Recommendation for good duplicate finder / cleaner

jrmwalsh · April 17, 2020, 9:57am

I am looking for a good duplicate file finder that will run in Linux, that can read and locate duplicate files on external drives formatted with FAT32, NTFS, or Apples HFS+ file systems.
I can do this job under Windows using Duplicate Cleaner, but I have not been able to find a good Linux equivalent.
I need the duplicate finder to be able to export the list of duplicate files that it finds as a csv/txt file.
It also needs to be able to handle filenames in HFS+ that have commas, slashes, colons, semicolons and other odd (normally illegal) characters in them.
I don’t use these crazy characters but I often have to clean up drives and delete duplicates for other people who do not obey good filename etiquette.
It needs to be able to handle filesystems that contain up to a million or so files.
There are some excellent duplicate file finders in Windows that do this job. One example is Duplicate Cleaner, available from here:
https://www.digitalvolcano.co.uk/index.html
However, I would like to be able to do this job in Linux Mint if it can be done as easily as in Windows. It is tasks like this that have prevented me from swapping entirely to Linux.

I use Windows and Linux but there is one job that I do in WIndows that I have not been able to find a good equivalent for in Linux.

Akito · April 17, 2020, 10:03am

Could you describe what features the duplicate finders you found for Linux lack?

jrmwalsh · April 17, 2020, 10:10am

No. Sorry.
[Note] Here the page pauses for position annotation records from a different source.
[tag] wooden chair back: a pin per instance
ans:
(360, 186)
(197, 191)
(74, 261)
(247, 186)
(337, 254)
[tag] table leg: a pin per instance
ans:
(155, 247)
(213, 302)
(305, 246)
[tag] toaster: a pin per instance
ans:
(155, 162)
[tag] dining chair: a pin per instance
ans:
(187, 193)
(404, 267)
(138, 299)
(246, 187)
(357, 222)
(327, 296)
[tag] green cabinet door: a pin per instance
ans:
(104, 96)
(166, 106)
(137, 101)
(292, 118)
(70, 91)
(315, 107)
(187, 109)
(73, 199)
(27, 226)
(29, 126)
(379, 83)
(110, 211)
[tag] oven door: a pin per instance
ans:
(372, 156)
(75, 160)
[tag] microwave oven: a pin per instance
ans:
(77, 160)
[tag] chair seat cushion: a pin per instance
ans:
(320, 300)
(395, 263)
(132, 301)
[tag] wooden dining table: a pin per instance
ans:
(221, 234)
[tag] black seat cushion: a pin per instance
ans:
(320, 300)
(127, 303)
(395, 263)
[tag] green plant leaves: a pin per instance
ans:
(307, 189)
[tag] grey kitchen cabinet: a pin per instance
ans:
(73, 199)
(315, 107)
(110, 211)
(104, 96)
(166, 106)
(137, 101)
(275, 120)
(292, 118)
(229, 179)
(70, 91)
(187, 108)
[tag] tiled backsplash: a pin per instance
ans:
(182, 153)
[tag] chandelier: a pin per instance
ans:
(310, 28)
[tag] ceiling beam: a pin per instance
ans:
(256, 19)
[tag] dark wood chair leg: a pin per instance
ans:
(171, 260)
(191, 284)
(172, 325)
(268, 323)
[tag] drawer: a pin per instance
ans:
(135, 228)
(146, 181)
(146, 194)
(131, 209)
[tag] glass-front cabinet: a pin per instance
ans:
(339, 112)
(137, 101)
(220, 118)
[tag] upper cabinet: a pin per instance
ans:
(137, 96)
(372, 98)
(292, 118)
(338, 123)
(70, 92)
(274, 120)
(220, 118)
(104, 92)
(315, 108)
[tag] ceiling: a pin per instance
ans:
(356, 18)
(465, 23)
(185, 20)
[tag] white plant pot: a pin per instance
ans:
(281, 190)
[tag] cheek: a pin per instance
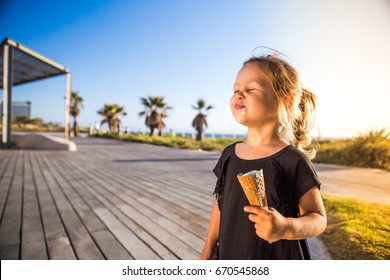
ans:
(232, 103)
It would not be a good use of our time to describe what features the various Linux file finders lack.
What I am looking for is a recommendation for a Linux file finder that is able to do the things that I have described above.
If you can recommend one (or two) I will gladly try them out.

Akito · April 17, 2020, 10:12am

I was trying to understand what features you need that those duplicate finders do not offer. The features you requested seem pretty normal and should be handled by any duplicate finder. That’s why I asked what lacks in the software you found.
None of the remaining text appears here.